When to Upgrade from the Default Stack
| Signal | Threshold | Recommended Upgrade |
|---|---|---|
| Log ingestion rate | > 10 GB/day | Loki distributed mode (microservices) |
| Metric retention needed | > 90 days | Thanos for long-term storage |
| Prometheus HA requirement | Zero downtime during scraping | Thanos + multiple Prometheus replicas |
| Grafana SSO required | Corporate directory integration needed | Grafana Enterprise (SAML/OIDC) |
| Tenant count | > 50 tenants | Loki microservices + Kubernetes deployment |
| Availability SLA | 99.9% uptime required | Full Kubernetes HA deployment |
| Multi-region | Teams in > 1 AWS region | Cross-region Prometheus federation |
Enterprise Stack Decision Tree
Loki Distributed
Split Loki into querier, ingester, distributor, compactor — each scales independently. Use when log volume exceeds single-node capacity or when you need write HA.
Thanos
Add Thanos Sidecar to Prometheus for S3 block upload. Add Thanos Querier for deduplicated multi-Prometheus queries. Required for >90-day metric retention or HA metrics.
Tempo HA
Multiple Tempo ingesters with object storage backend. Required when you cannot afford trace ingestion downtime. Adds complexity — justify with a real SLA requirement.
Grafana Enterprise
SSO (SAML, OIDC), query audit logging, data source caching, reporting. Required for corporate identity integration and compliance audit log of who queried what.
Kubernetes Native
Deploy all components via Helm charts on Kubernetes. Enables HPA, PDB, rolling updates, and GitOps. Required for production deployments with SLA commitments.
Multi-Region
Prometheus federation for cross-region dashboards. Loki multi-cluster query for global log search. Required when BizFirstGO is deployed in multiple AWS/Azure regions.
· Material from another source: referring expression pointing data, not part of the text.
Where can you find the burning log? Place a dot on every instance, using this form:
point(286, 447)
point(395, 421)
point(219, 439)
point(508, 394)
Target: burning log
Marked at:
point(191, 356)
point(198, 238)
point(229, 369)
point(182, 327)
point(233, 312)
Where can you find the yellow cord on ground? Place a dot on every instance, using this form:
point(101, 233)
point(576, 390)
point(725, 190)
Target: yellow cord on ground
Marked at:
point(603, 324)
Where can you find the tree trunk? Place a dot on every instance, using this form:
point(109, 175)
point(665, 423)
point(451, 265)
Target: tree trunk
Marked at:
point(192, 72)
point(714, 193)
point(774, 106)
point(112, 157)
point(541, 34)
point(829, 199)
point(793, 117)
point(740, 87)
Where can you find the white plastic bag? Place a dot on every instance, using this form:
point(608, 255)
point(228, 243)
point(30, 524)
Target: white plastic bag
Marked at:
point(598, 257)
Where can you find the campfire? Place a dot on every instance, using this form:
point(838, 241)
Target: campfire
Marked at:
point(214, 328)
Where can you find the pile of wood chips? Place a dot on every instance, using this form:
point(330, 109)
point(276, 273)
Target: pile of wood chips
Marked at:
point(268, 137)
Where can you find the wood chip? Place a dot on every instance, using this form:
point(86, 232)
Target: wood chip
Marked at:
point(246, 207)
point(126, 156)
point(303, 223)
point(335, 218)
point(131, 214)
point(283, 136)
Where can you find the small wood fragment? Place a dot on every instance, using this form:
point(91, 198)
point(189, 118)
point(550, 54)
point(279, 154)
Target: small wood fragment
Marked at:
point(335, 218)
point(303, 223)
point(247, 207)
The default single-node stack handles most BizFirstGO deployments well. Upgrading to enterprise options adds operational complexity — more components to monitor, more configuration to maintain. Only upgrade specific components when you have a concrete requirement (e.g., actual Prometheus downtime incidents) rather than preemptively scaling everything.